I’m excited to introduce my first guest, Sue Seabury, author of the fascinating YA stories Miss Taken, Miss Understanding, and, her latest, Miss Calculation.
JR: How do you set about writing? Do you work from an outline, or do you prefer to see where an idea takes you?
Sue: Nothing beats the thrill of just letting things happen.
But after many painful hours in the editing seat, I have picked up the habit of plotting somewhat beforehand, so I know where these people are headed, vaguely. Less fun than making it up as I go along, but less rewriting later on, or so I console myself.
JR: If there were one aspect of your current work that was true in real life, what would you want it to be?
Sue: Ooh, I’d love to get to travel to all the places I’ve written about. I’ve been to some, but then I ran out of interesting ones, so I’ve been forced to pretend I’ve been to a bunch of exotic locations. Thank heaven for Google.
JR: Paper or plastic? Do you prefer traditional books or e-books?
Sue: I love “real” books: the feel, the smell, the taste. . .
(Kidding about the last. Although hot sauce makes just about anything palatable.)
I like being able to see where I am in the book using the time-honored tradition of squeezing the “read” and “unread” sections with two hands, as well as the ability to easily skip over long, boring descriptions flip forward and back to reread good parts, but e-books are a godsend for travel. A hundred stories in my pocket. Can’t beat that.
JR: Why did you choose self-publishing? Any advice for a newbie to self-pub?
Sue: I got fed up with waiting around, just to get a “no” from traditional publishing. I didn’t have any grand desires when I wrote my first book. I never thought it’d sell a million copies; I just wanted to see if I could do it. (Of course now I want to hit the top of the New York Times best seller list, but a gal has the right to change her mind.)
For newcomers, unless you have an amazing marketing strategy it’s really hard to get noticed in the vast sea of self-pubbed works. But then it’s really hard to get noticed by traditional publishing too.
I’m glad this alternate method exists. Maybe you’ll hit the jackpot and become famous, but in the meantime, your stories don’t need to languish in a drawer. Even if it’s only friends and family who ever read me, I’m proud of my accomplishment.
JR: How much do you hate the idea of marketing?

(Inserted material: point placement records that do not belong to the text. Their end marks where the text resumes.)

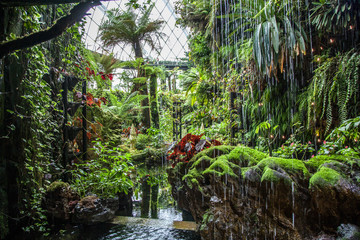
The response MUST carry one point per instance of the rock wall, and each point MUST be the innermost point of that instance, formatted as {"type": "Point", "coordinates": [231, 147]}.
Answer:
{"type": "Point", "coordinates": [240, 193]}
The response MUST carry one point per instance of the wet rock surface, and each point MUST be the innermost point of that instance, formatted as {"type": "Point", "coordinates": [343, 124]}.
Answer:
{"type": "Point", "coordinates": [244, 194]}
{"type": "Point", "coordinates": [92, 209]}
{"type": "Point", "coordinates": [60, 201]}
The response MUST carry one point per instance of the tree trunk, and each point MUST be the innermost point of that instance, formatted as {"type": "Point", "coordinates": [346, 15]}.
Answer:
{"type": "Point", "coordinates": [145, 198]}
{"type": "Point", "coordinates": [153, 100]}
{"type": "Point", "coordinates": [142, 87]}
{"type": "Point", "coordinates": [154, 200]}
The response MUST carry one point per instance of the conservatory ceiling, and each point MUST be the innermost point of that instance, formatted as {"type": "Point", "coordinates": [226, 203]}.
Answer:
{"type": "Point", "coordinates": [173, 44]}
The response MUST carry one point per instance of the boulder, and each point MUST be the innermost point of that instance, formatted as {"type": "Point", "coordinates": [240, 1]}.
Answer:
{"type": "Point", "coordinates": [91, 210]}
{"type": "Point", "coordinates": [348, 232]}
{"type": "Point", "coordinates": [242, 193]}
{"type": "Point", "coordinates": [60, 201]}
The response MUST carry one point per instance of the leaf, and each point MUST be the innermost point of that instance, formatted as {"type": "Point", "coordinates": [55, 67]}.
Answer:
{"type": "Point", "coordinates": [275, 35]}
{"type": "Point", "coordinates": [257, 45]}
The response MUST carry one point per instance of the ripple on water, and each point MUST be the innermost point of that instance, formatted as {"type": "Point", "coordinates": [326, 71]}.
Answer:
{"type": "Point", "coordinates": [117, 232]}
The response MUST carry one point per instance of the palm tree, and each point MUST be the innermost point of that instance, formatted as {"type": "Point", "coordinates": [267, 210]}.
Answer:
{"type": "Point", "coordinates": [129, 29]}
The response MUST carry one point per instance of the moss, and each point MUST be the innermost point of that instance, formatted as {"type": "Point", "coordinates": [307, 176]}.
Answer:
{"type": "Point", "coordinates": [4, 229]}
{"type": "Point", "coordinates": [213, 152]}
{"type": "Point", "coordinates": [269, 175]}
{"type": "Point", "coordinates": [293, 166]}
{"type": "Point", "coordinates": [244, 170]}
{"type": "Point", "coordinates": [206, 218]}
{"type": "Point", "coordinates": [246, 156]}
{"type": "Point", "coordinates": [142, 140]}
{"type": "Point", "coordinates": [314, 163]}
{"type": "Point", "coordinates": [204, 158]}
{"type": "Point", "coordinates": [325, 176]}
{"type": "Point", "coordinates": [56, 185]}
{"type": "Point", "coordinates": [221, 166]}
{"type": "Point", "coordinates": [191, 178]}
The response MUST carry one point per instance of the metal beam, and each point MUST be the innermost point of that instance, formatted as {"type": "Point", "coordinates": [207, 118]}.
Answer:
{"type": "Point", "coordinates": [22, 3]}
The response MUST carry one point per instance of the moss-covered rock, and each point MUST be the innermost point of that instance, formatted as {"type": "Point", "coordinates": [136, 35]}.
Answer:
{"type": "Point", "coordinates": [57, 185]}
{"type": "Point", "coordinates": [213, 152]}
{"type": "Point", "coordinates": [314, 163]}
{"type": "Point", "coordinates": [252, 188]}
{"type": "Point", "coordinates": [292, 166]}
{"type": "Point", "coordinates": [246, 156]}
{"type": "Point", "coordinates": [325, 176]}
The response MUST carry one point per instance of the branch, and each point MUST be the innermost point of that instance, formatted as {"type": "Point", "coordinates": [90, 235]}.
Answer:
{"type": "Point", "coordinates": [20, 3]}
{"type": "Point", "coordinates": [76, 14]}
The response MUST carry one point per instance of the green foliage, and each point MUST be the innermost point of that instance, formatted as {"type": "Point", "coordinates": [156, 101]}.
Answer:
{"type": "Point", "coordinates": [105, 176]}
{"type": "Point", "coordinates": [142, 141]}
{"type": "Point", "coordinates": [347, 135]}
{"type": "Point", "coordinates": [126, 27]}
{"type": "Point", "coordinates": [334, 85]}
{"type": "Point", "coordinates": [333, 15]}
{"type": "Point", "coordinates": [325, 176]}
{"type": "Point", "coordinates": [293, 166]}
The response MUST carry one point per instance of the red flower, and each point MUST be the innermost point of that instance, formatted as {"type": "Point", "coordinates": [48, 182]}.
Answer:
{"type": "Point", "coordinates": [110, 76]}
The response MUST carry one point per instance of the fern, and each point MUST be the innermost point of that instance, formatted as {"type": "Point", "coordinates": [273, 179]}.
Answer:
{"type": "Point", "coordinates": [335, 83]}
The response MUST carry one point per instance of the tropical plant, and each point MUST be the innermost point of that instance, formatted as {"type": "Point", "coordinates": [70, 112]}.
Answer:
{"type": "Point", "coordinates": [347, 135]}
{"type": "Point", "coordinates": [268, 132]}
{"type": "Point", "coordinates": [275, 36]}
{"type": "Point", "coordinates": [127, 28]}
{"type": "Point", "coordinates": [333, 87]}
{"type": "Point", "coordinates": [105, 176]}
{"type": "Point", "coordinates": [335, 15]}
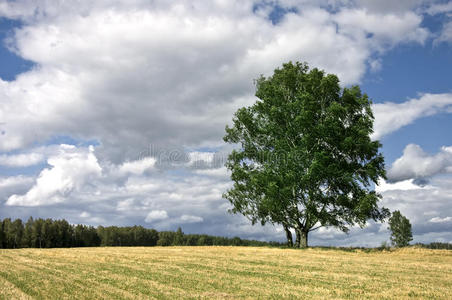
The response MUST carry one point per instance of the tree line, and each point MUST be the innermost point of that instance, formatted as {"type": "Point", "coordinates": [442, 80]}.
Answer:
{"type": "Point", "coordinates": [49, 233]}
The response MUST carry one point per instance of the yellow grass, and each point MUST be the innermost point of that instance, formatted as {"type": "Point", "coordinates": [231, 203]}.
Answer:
{"type": "Point", "coordinates": [223, 272]}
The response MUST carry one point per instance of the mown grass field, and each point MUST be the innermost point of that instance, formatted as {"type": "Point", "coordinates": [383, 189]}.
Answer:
{"type": "Point", "coordinates": [223, 272]}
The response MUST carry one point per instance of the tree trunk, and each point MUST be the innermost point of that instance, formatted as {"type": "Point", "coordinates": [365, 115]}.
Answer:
{"type": "Point", "coordinates": [288, 236]}
{"type": "Point", "coordinates": [302, 238]}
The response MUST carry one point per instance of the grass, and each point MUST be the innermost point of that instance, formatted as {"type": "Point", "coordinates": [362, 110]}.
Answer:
{"type": "Point", "coordinates": [223, 272]}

Sue: Glad you asked. Many, maybe most, writers are introverts. The skills required for writing a book are more or less the opposite of those for touting it. The mere idea of getting out there with a bullhorn yelling, “Look at how awesome I am!” gives me a bad case of ajida. But I’m trying.
*insert shameless plug for blog here*
Sue lives with her family in suburban Baltimore where the plain vanilla setting gives scope to her imagination, or so she claims.
She has published 4 of the approximately 10 gazillion stories swirling around inside her head.